The reality is a little more mundane—but if you’re in the automotive world, quite a bit more profound. Digital twin technology is one of the most significant disruptors of global manufacturing seen this century, and the automobile industry is embracing it in a big way. Roughly three-quarters of auto manufacturers are using digital twins as part of their vehicle development process, evolving not only how they design and develop new cars but also the way they monitor them, fix them, and even build them.
But what are digital twins? How are they created? And where do they live? Let’s dig into the details.
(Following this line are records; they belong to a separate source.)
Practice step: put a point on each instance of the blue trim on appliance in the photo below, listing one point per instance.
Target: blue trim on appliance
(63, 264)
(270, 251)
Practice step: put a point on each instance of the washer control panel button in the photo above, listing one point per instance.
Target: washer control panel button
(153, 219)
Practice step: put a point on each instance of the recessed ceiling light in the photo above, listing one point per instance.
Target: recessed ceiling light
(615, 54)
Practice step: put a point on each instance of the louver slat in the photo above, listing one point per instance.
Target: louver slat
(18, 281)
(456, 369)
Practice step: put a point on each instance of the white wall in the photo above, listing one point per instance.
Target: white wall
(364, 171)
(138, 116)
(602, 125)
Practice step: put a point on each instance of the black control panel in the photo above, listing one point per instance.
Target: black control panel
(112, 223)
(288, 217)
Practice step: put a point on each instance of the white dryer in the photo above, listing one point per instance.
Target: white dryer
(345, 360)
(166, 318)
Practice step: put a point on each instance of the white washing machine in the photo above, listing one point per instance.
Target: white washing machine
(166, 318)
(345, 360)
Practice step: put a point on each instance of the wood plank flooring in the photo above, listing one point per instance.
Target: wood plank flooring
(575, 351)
What Is Digital Twin Technology?
At its core, a digital twin is a virtual representation of a physical object, a simulated clone living in the memory or storage of a computer. Digital twins can be simple or complicated, abstract or detailed, but here, we’re going to focus on digital twins of the more detailed variety.
Let’s start with something simple, like a tire. A tire’s digital twin would start with a 3D model representing its shape, including its exact dimensions. But that’s just the beginning. That representation would also contain its weight and details about its tread compound.
If we’re talking about an advanced digital twin, that virtual tire would even contain enough information for a manufacturer to load it into a simulator and drive on it, calculating things like load ratings and flex at different inflation pressures and under vehicle loads.
Other components, like suspension links or chassis subframes, can likewise be represented and even virtually assembled. Combine enough digital twins together, and you create a digital twin of a complete car, a virtual doppelganger for the real thing that is not only exact down to a fraction of a millimeter but also full of enough information to enable everything from software development to crash testing in a virtual world.
The Benefit Of Digital Twin Technology Is In The Sharing
We know what you’re probably thinking: Driving simulators and virtual crash testing have been around for decades. So how is this new? A big part of this technology is the ability to create a digital representation of an object or a system once then reuse it in multiple places.